US 11,966,928 B2
Intelligent learning and application of operational rules
Vanessa Lopez Garcia, Dublin (IE); Fabrizio Cucci, Dublin (IE); Theodora Brisimi, Dublin (IE); Akihiro Kishimoto, Dublin (IE); and Radu Marinescu, Dublin (IE)
Assigned to INTERNATIONAL BUSINESS MACHINES CORPORATION, Armonk, NY (US)
Filed by INTERNATIONAL BUSINESS MACHINES CORPORATION, Armonk, NY (US)
Filed on May 8, 2019, as Appl. No. 16/406,856.
Prior Publication US 2020/0357001 A1, Nov. 12, 2020
Int. Cl. G06Q 30/018 (2023.01); G06N 5/02 (2023.01)

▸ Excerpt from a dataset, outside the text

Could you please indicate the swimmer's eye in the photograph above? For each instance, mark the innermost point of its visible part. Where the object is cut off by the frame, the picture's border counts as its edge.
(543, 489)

CPC G06Q 30/018 (2013.01) [G06N 5/02 (2013.01)] 18 Claims
OG exemplary drawing
 
1. A method for implementing intelligent application of operational rules in a computing environment by a processor comprising:
extracting one or more operational rules from a combination of:
a knowledge graph constructed by processing at least textual data from one or more policy documents, the policy documents including policy criteria therein; and
a domain knowledge describing one or more operational policies and conditions,
wherein the one or more operational rules are each in a structured format including information structured into a body corresponding to one or more assumptions of the conditions, and a head corresponding to a conclusion having a value of valid or invalid, and wherein the information of the one or more operational rules are represented in the knowledge graph and necessitate formalizing to convert the one or more operational rules into one or more executable rules automatically executable by a rule engine;
for each respective operational rule of the one or more operational rules, generating candidate non-compliant operational rules by flipping a condition value of a rule condition of each combination of condition-value pairs of the respective operational rule to represent an inverse of the rule condition of each combination of the condition-value pairs, wherein each of the flipped condition values of the rules of each combination of condition-value pairs is output as a list of complemented condition values;
identifying, from the list of complemented condition values, which of the combination of condition-value pairs necessarily is complemented to transform the respective operational rule into one of the candidate non-compliant operational rules, wherein the identifying is performed by determining a statistically significant number of the one or more operational rules become non-compliant rules when the identified combination of condition-value pairs exists on the list of complemented condition values;
executing machine learning logic using the one or more operational rules, the knowledge graph, and the domain knowledge as training data to generate one or more noncompliant operational rules, wherein the one or more non-compliant operational rules comprise those of the candidate non-compliant operational rules that, when applied to operational data, invalidate fewer than a predetermined percentage of claims defined by the one or more operational policies and conditions;
updating the one or more operational rules to incorporate the one or more non-compliant operational rules;
applying the updated one or more operational rules, having incorporated the one or more noncompliant operational rules, to the operational data; and
identifying and filtering non-compliant operational data using the applied updated one or more operational rules.